X: Then where does all that tax money go?

Me: Infrastructure. Administration. Roads and bridges. The DMV.

X: Well, I don’t pay attention to politics anyway.

Me: I get that now.

And I love you anyway.

God made me fittest

It’s not easy teaching evolution to evangelicals.  The internal inconsistencies are mind-boggling.   They enter the classroom secure in the knowledge that God created them, yet they believe in “survival of the fittest.”

I tell them: Darwin’s theory was about biology, specifically reproduction.  Simply put, some individuals have genetic traits that give them advantages in a particular environment, while others have disadvantages.  This is a matter of luck, not superiority.  When sea turtles hatch, all at once by the thousands, the birds are standing there, waiting.  Those who hatch first become dinner, while those who hatch later stand a better chance of making their way past the sated birds to the sea.  This is about luck, not ingenuity.  Individuals who happen to possess the right combination of traits for their moment in time and their place in space will be more successful at passing on those traits; those who don’t, won’t.  Over time, as the traits that work best are passed on and the ones that don’t fit are filtered out, the species adapts to fit its environment.  If the environment changes, the rules change, and different traits are encouraged — and so much for your “fitness.”

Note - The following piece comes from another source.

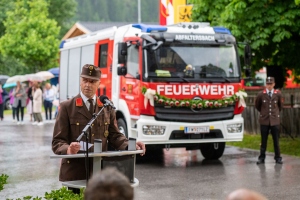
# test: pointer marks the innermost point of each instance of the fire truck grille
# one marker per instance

They have no problem with any of this.  It doesn’t threaten their belief system in the slightest.

I tell them: “Survival of the fittest” is an incorrect interpretation of Darwin’s theory.  First, it’s not about survival; it’s about reproduction.  You can live forever but if you fail to reproduce, evolution doesn’t give a damn about you.  Second, fitness is relative to the environment, changeable, and largely a matter of luck.  It’s not about how smart or strong you are; it’s about whether or not you have an opportunity to pass on your genes.  Think about the sea turtles.  Third, Darwin may have used the phrase, “survival of the fittest,” but he didn’t coin it; we have the philosopher Herbert Spencer to thank for that.  Spencer never intended it as an alternate explanation for the biological facts of Darwin’s theory.  He meant, from the very beginning, to apply the phrase to his theory of society — which was a bit of predictably racist, imperialist, 19th-century nonsense.  It held that the English were “civilized,” while the Africans were “savages.”  “Survival of the fittest” has been handy ever since as a perfect justification for capitalism and colonialism.  It normalizes white privilege and economic hegemony while relieving us all of the burden of assisting those less fortunate than ourselves.  Let nature take its course.  Only the strong survive. Might makes right.  Every man for himself.

This, they hate.  “I like survival of the fittest,” they protest.  “It’s right.  You shouldn’t change it.”  They never see the irony.